Very intresting article here: http://www.zerohedge.com/news/2015-0...llapse-problem
09-21-2015 , 10:17 PM
Yo Jiggs, S&P still not anywhere near 1700. You gonna admit you were wrong?
09-21-2015 , 10:25 PM
You must be new here
09-22-2015 , 01:30 AM
http://www.postcarbon.org/wp-content...eeper_FULL.pdf


Quote:
This report shows that the EIA’s optimistic forecasts for future U.S. tight oil and shale gas production are
based on a set of false premises, namely that:
 High-quality shale plays are ubiquitous, and there will be always be new discoveries and production
from emerging plays to fill the gap left by declining production from major existing plays.
 Technological advances can overcome steep decline rates and declining well quality as drilling
moves from sweet spots to poorer quality rock, in order to maintain high production rates.
 Large estimated resources underground imply high and durable rates of extraction over decades.

Actual production data from the past decade of shale gas and tight oil drilling clearly do not support these
assumptions.

Quote:
Although technological innovations including longer horizontal laterals, more
fracturing stages, more effective additives and higher-volume frack treatments have increased well
productivity in the early stages of the development of all plays, they have provided diminishing
returns over time, and cannot compensate for poor quality reservoir rock.
Pretty sure this is an independent source. But people that use oppionions of solar panel producers to proof that solar panels are good probably dont have the media competence to even realize that its important what the source is.

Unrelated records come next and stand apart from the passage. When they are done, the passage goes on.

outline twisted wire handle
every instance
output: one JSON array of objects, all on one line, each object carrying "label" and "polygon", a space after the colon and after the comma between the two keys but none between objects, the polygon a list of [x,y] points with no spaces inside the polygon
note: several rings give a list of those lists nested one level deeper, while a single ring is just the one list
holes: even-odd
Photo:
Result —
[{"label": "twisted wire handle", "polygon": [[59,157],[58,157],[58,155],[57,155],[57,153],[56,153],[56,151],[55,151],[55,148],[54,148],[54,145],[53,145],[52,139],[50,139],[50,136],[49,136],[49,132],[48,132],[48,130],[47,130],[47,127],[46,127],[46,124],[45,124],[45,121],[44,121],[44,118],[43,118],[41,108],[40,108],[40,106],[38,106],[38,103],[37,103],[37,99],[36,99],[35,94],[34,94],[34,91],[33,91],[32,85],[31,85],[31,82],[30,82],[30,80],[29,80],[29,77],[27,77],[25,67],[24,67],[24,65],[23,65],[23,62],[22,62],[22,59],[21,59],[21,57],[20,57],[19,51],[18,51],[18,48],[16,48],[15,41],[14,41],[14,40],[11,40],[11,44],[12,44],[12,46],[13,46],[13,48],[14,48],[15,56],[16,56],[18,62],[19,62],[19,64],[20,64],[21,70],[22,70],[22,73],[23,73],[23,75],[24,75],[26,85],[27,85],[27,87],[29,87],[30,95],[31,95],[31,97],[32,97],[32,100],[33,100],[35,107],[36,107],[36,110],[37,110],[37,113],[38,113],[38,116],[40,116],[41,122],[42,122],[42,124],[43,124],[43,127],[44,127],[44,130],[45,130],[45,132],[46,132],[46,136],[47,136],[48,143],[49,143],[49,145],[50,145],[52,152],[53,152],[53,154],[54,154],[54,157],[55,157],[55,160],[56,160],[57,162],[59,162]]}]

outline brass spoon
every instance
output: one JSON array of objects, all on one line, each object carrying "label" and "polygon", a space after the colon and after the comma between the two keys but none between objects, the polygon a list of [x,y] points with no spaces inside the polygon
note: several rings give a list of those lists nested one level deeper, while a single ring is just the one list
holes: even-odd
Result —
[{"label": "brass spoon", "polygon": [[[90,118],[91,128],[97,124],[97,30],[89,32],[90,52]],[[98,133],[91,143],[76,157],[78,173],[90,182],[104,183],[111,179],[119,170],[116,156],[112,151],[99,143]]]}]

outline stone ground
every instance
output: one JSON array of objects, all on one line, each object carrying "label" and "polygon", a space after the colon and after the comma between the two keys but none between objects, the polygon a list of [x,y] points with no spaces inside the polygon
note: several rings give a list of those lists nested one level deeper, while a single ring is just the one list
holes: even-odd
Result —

Last edited by qwertz1; 09-22-2015 at 01:37 AM.
09-22-2015 , 01:32 AM
Quote:
technology is constantly improving, with longer horizontal laterals, more frack stages per well, more
sophisticated mixtures of proppants and other additives in the frack fluid injected into the wells, and highervolume
frack treatments. This has certainly been true over the past few years, which, along with multi-well
pad drilling, has reduced well costs. In the Bakken, however, technological improvements appear to be
approaching the limits of diminishing returns: improvements in average well quality are flat to slightly
increasing at best. The average first-year production rate of Bakken wells is only 7% above its last-highest
point, in 2011, as illustrated in Figure 2-15. Moreover, it is likely that this slight rise in average well quality is
in part a result of concentrating drilling in the sweet spots, as discussed in the following section, rather than
significant technology improvements.

So far for the technology advance argument you have.
09-22-2015 , 01:51 AM
What solar panel producer?

Are you suggesting that solar panel producers don't know how many solar panels they produce?
09-22-2015 , 01:54 AM
Quote:
Originally Posted by microbet

Thats not what my post was about though.
09-22-2015 , 02:00 AM
What the hell? That's a map. A tool for installers to estimate production for the systems they sell.

Wholesale Solar is not a producer, but a distributor, and that's a tool for their clients.

On my phone, so not looking it up, but I'd guess the source for the map (and I guarantee it's not wholesale solar) is Sandia National Laboratories at the University of New Mexico.